Vers une réponse politique ?
Si l’évasion fiscale soulève, par essence, de nombreuses questions d’éthique, elle devient d’autant moins supportable tant sur le plan moral que pratique, lorsque la situation économique est dégradée, et que les Etats peinent à équilibrer recettes et dépenses publiques. L’enjeu est donc particulièrement d’actualité.

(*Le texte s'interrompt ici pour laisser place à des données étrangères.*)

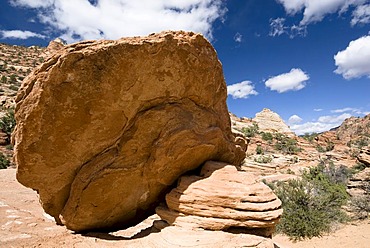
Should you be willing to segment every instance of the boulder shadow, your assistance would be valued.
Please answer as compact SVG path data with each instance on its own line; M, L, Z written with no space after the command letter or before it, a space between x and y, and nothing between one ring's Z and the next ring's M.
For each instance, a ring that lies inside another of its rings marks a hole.
M81 233L84 237L90 237L90 238L98 238L103 240L109 240L109 241L120 241L120 240L135 240L135 239L141 239L145 238L153 233L159 233L161 230L157 229L154 226L154 223L152 226L149 226L145 229L140 230L140 232L134 234L133 236L130 236L129 234L120 234L120 231L114 232L114 233L106 233L106 232L87 232L87 233Z

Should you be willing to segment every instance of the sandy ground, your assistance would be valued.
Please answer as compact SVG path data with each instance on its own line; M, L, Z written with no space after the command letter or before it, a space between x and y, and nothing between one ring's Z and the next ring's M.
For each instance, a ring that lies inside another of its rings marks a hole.
M197 240L194 240L192 233L171 228L164 228L158 233L152 227L154 218L115 233L73 234L65 227L57 226L43 212L37 194L16 181L15 169L0 170L0 189L0 247L246 247L246 242L249 242L230 236L228 242L221 245L220 242L224 240L217 238L224 238L215 232L203 231L203 237L197 236ZM173 236L178 239L175 243L169 243L168 240L173 241ZM245 238L250 239L247 236ZM208 245L199 245L202 240ZM210 240L220 245L210 246ZM280 248L369 248L370 220L343 226L330 236L321 238L293 243L287 237L277 235L273 241L275 247ZM239 242L243 245L238 245Z
M320 238L294 243L286 236L277 235L273 237L273 241L281 248L369 248L370 220L343 225L336 232Z

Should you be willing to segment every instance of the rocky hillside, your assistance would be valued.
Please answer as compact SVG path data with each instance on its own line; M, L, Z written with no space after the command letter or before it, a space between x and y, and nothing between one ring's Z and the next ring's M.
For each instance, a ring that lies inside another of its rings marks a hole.
M366 146L370 143L370 114L365 117L350 117L338 128L331 130L336 138L348 145Z
M366 156L362 150L370 143L370 115L351 117L334 130L304 136L295 135L269 109L257 113L253 119L233 114L230 118L234 132L249 139L246 160L249 167L299 171L326 159L352 167L360 162L359 156Z
M44 61L45 48L0 44L0 107L14 107L22 80Z

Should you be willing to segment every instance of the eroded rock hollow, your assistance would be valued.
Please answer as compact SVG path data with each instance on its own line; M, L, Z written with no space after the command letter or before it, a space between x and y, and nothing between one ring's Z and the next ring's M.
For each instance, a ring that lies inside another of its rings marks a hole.
M17 179L71 230L130 222L186 171L242 162L226 96L199 34L65 46L18 93Z

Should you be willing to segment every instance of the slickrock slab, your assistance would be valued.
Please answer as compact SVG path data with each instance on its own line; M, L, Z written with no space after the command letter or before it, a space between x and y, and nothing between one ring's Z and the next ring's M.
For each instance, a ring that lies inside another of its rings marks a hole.
M168 226L149 239L149 247L161 248L274 248L271 239L252 235L223 231L192 230Z
M282 214L281 201L258 178L235 166L207 162L200 176L183 176L156 209L167 223L190 229L264 229L271 235ZM258 230L257 230L258 231ZM256 231L256 232L257 232Z
M226 97L200 34L62 47L17 95L17 179L71 230L137 221L184 172L242 162Z

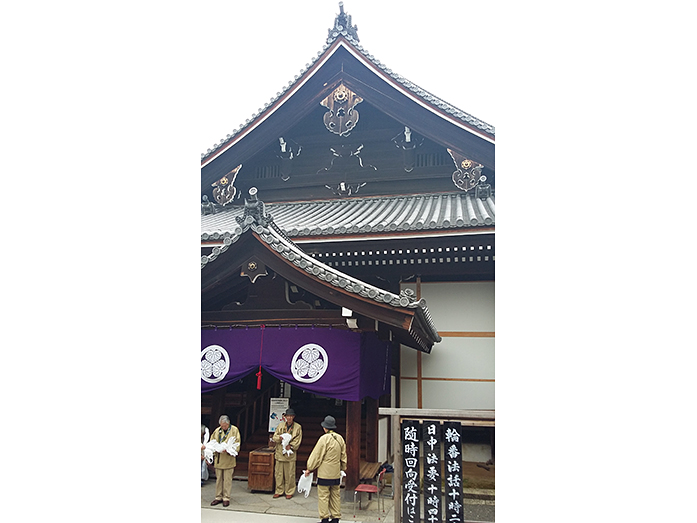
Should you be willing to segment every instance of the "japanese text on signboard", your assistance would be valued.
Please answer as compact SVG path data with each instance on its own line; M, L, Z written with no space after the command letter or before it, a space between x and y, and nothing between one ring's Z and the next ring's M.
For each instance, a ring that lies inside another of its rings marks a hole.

En Europe, la question de la lutte contre la fraude fiscale s’est accentuée ces deux dernières années au vu des constats établis par de nombreux rapports. Désormais les sociétés cotées et non cotées du secteur extractif (pétrole, gaz, forêt) ont par exemple obligation de publication des paiements fiscaux. Et l’Union Européenne a déjà adopté l’obligation de transparence comptable pays par pays pour le secteur bancaire.
Autre facteur mis en cause : le secret bancaire. Lors d’un sommet des chefs d’État et de gouvernement en mai 2013, il a été décidé un échange automatique d’informations entre pays membres, une mesure à laquelle s’opposent encore le Luxembourg et l’Autriche.
Reste que dans le cas de l’affaire LuxLeaks, nombreux sont ceux qui remettent en cause l’impartialité de Jean-Claude Juncker, actuel Président de la Commission Européenne, chargée de mener enquête, puisque ce dernier était Premier Ministre du Luxembourg entre 1995 et 2013.